At this point we did a bit of a U turn and headed back to Perth. A few reasons – Melissa was coming over from Melbourne for the weekend to see a mate, and we needed a TV for the world cup. We pretty much knocked over the drive in a day and cruised into Perth for early Friday evening. We checked into a backpackers and headed into town to meet Mel and her mate Jamie. I think we were a bit behind them in the drinking stakes and in Jamie’s own words he doesn’t get out as much as he’d like to and hence led the charge. By the time we met them Jamie was running around using a Kenny Everett gag that he’d seen on DVD the night before.
This involved running up to a woman, normally in mid conversation, and yelling in their ear;
“Do you like cocktails?”
“Sorry?”
“DO YOU LIKE COCKTAILS?”
“er, yes…”
“WELL, I’ve got one for you.”
By the time we’d got to the, (we are after all technically backpackers now) the elephant and wheel barrow, he had acquired a group of 3 women who had the uncanny knack of appearing 10 years older for every step nearer you got, and close up resembled salamis.
Anyway we watched some of Germany Vs Costa Rica and called it a night.
The following day we met up with Mel and Jamie at the casino for the Richmond Kangaroos game. I enjoyed recounting the nights events to Jamie‘s horror. Goodness it was a refreshing change as you well know, as normally it’s me running around like a headless chook
Richmond won and all we had to do was stay conscious for a further 6 hours in the pub and then we could watch the England Paraguay game.
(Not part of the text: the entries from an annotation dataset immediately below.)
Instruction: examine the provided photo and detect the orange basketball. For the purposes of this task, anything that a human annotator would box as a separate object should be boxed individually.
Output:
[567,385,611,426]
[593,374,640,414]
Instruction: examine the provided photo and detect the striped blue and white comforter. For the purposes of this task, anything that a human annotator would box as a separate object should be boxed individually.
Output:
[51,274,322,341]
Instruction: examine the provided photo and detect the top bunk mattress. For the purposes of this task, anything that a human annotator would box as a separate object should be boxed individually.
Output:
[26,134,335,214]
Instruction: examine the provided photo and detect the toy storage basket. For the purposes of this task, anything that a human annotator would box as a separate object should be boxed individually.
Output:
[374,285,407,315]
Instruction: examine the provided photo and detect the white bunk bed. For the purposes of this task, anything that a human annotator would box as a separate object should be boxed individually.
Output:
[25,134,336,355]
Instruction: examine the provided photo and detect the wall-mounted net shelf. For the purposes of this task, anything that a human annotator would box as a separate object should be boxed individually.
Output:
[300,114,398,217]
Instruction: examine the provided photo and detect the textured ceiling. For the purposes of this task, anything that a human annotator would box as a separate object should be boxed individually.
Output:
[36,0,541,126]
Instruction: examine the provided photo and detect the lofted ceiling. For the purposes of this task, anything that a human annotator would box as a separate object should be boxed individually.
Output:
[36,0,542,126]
Despite listing badly we managed to stay up right, and I even managed to get through to Prys in the stands.
You can ask Siobhan what happened the next day, use “ceramic mug” as a reference.
Any way we managed to get out on Monday and drove to Denham near Monkey Mia, getting in about 8.00. Anyone would think the campsite hadn’t received visitors after 4 pm the way they kept referring to the lateness of the hour.
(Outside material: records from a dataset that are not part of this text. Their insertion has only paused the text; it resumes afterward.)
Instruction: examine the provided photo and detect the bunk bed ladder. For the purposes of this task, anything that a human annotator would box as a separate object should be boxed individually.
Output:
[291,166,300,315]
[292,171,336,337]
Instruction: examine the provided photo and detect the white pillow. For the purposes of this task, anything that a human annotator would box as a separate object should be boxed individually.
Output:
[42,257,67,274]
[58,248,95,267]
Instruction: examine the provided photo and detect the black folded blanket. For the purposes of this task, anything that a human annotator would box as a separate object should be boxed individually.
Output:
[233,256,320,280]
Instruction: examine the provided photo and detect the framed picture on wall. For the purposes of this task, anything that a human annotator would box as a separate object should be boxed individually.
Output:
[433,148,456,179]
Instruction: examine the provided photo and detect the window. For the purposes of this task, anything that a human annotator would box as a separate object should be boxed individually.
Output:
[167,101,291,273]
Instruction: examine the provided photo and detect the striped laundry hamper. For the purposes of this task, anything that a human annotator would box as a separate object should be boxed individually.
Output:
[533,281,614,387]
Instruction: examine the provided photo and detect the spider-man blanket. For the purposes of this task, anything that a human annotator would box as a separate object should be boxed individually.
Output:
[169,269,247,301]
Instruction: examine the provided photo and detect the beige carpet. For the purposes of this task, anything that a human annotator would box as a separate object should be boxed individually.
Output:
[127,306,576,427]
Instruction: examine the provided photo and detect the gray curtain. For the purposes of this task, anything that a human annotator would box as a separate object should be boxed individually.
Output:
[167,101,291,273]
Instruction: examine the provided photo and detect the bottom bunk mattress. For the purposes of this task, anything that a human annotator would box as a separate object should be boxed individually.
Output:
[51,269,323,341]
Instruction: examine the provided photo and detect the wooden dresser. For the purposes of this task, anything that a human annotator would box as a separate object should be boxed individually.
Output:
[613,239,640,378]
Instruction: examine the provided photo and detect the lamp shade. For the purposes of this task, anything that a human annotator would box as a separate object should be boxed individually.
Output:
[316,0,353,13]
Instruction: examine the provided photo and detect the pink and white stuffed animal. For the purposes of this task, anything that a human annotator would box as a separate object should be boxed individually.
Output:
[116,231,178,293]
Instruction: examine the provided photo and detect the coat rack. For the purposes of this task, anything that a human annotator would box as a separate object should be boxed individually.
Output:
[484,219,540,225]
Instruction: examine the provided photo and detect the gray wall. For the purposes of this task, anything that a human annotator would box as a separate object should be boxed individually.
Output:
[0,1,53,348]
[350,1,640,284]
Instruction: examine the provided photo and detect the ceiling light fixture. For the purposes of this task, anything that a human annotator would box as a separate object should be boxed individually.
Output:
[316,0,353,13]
This is what we then discovered:

1. It is Australia V Japan, the first game Australia have played in the world cup for 32 years.
2. No pubs in Denham are open beyond 9.30 tonight.
3. The game starts at 9.00
4. Our portable television (purchased for just such occasions) does not pick up SBS in this spot.
5. The radio is only giving out the score every 30 minutes after the news.

So we sat and wondered what happened when at around midnight several caravans started making a lot of noise.
Turns out Australia once again prove their sporting prowess and genuine desire to win against all odds etc.
Come on England!
Oh and I eventually got too upset with my beard, and so off it came, but not before I shaved it into a religious Belgian for Bruce.